Clayton County Chief Deputy Assistant District Attorney Katie Powers objected.
"The defense is trying to induce a mistrial," she said.
"The defendant's own conduct can't induce a mistrial," he said. "Motion denied."
Harvey is accused of murder in the beating death of her mother, Alena "Imani" Marble, June 3, 2011. Prosecutors said Harvey was angry at Marble's attempts to keep her away from her boyfriend and father of her unborn child, Latoris Grovner. Grovner was convicted in January of voluntary manslaughter in Marble's death and is serving a 30-year prison term.
Powers, assisted in the prosecution by Assistant District Attorney Deah Warren and third-year law student Michelle Thompson, told jurors Tuesday that Harvey knew about the plot to kill her mother, was in the apartment when it happened and did nothing to stop Grovner. State's witnesses testified to the couple trying to access Marble's bank account after she was killed.
Grovner beat Marble with a vodka bottle and saucepan before wrapping her up in blankets and putting her in the trunk of her own car. Someone drove the car across the street to another apartment complex and left it there to be discovered by neighbors curious about a trail of blood draining from the trunk.
Another prosecution witness testified that no blood was found inside the car, leading police to believe someone other than the attacker moved the car — possibly Harvey. In another surprise move by the defense, however, Matthews re-called Harvey's sister, Shambria Pearsall, to the stand to testify about a cell phone and car radio faceplate reportedly found inside Marble's home after she died.
Pearsall testified earlier in the trial but was released as a witness and allowed to hear subsequent testimony from others. Outside the presence of the jury, Pearsall told Simmons under oath that she found the items more than two years ago while cleaning her mother's apartment. Pearsall claimed that lead Detective Joanne Southerland showed no interest in getting the items from her.
Powers objected to Pearsall's assessment that the items have blood on them.
"All of a sudden, there's surprise evidence?" said Powers. "She can't testify as to what's on the items, she's not an expert. We haven't been given the opportunity to test these items, no one knows what's on them."
Powers seemed incredulous to just be learning about the items, more than two years after Marble's death and five months after Grovner's trial.
"The first time you mentioned this was yesterday?" Powers asked Pearsall. "Your sister has been in jail since June 2011? During Latoris Grovner's trial, you never mentioned it?"

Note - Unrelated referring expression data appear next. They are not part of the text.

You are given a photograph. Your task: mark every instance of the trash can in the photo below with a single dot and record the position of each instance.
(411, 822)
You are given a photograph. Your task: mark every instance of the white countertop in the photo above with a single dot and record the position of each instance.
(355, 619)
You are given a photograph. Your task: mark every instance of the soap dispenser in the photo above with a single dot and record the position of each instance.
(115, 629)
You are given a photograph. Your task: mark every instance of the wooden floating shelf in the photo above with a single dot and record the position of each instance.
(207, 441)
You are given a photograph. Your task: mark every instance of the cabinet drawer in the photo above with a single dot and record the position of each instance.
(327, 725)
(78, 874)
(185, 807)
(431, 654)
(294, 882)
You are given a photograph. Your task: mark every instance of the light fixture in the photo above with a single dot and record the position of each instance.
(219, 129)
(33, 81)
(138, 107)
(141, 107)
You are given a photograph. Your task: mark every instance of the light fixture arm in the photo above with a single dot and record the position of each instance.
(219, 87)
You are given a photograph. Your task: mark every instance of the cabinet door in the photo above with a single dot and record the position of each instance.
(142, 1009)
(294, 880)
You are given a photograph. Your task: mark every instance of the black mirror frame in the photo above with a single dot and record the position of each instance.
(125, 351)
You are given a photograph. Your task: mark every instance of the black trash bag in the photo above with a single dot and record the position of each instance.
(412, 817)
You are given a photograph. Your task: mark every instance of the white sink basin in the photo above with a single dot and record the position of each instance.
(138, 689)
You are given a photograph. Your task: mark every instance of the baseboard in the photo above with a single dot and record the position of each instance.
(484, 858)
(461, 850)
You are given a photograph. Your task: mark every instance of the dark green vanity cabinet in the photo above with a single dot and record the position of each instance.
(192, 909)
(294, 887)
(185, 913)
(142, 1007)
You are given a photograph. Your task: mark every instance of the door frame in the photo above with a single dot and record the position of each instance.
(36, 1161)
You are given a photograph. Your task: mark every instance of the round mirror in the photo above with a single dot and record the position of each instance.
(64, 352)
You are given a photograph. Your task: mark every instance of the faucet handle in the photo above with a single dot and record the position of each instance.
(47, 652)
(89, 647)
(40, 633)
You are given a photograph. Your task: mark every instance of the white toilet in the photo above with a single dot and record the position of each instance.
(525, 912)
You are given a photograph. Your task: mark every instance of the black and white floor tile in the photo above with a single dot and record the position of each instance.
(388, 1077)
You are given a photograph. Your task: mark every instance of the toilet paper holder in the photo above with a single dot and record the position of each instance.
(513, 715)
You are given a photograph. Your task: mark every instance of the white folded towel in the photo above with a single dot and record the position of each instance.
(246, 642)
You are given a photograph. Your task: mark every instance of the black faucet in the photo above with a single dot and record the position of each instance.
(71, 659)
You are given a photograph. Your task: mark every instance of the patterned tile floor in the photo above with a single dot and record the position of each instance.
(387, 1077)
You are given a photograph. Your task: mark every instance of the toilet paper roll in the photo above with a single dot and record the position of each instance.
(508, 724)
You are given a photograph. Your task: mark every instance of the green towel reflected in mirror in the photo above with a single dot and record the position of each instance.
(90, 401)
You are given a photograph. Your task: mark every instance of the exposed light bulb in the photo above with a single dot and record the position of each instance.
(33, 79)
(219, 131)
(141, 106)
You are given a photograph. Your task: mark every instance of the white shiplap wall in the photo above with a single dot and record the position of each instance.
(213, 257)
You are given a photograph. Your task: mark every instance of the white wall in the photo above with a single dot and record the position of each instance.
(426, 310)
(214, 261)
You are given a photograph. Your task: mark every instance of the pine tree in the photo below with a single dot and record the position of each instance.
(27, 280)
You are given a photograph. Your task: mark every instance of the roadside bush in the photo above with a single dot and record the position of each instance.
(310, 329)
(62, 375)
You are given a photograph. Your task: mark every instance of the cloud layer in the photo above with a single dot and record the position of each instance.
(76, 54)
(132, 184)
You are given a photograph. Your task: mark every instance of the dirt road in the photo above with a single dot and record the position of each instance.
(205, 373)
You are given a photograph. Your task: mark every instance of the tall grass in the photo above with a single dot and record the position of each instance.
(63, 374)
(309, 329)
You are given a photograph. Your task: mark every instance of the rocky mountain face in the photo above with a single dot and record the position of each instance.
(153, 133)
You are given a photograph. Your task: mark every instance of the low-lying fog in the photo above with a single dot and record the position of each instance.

Matthews said that Pearsall told him about the items Wednesday afternoon and asked for a continuance to examine them.
"I think this evidence impeaches or rebuts one of the state's main witnesses who said there was no blood in the car," he said. "I think this shows there actually was blood in the car. And the cell has texts that were purportedly sent from Imani after she was killed."
Simmons allowed her to testify in front of the jury about the items, saying that it is up to jurors to decide whether or not she's telling the truth.
Pearsall testified that she found the items on top of her mother's china cabinet while the family cleaned the bloodstained apartment the day after Marble was killed. She said she picked them up wearing rubber cleaning gloves and wrapped a glove around them to preserve evidence. She put the items inside a plastic bag and tucked them away inside her car, she testified.
The plastic bag remained inside her car for more than two years, she said.
It will be up to the jury to decide whether they believe Pearsall is being truthful or if the action is a last-ditch effort to save Harvey from conviction.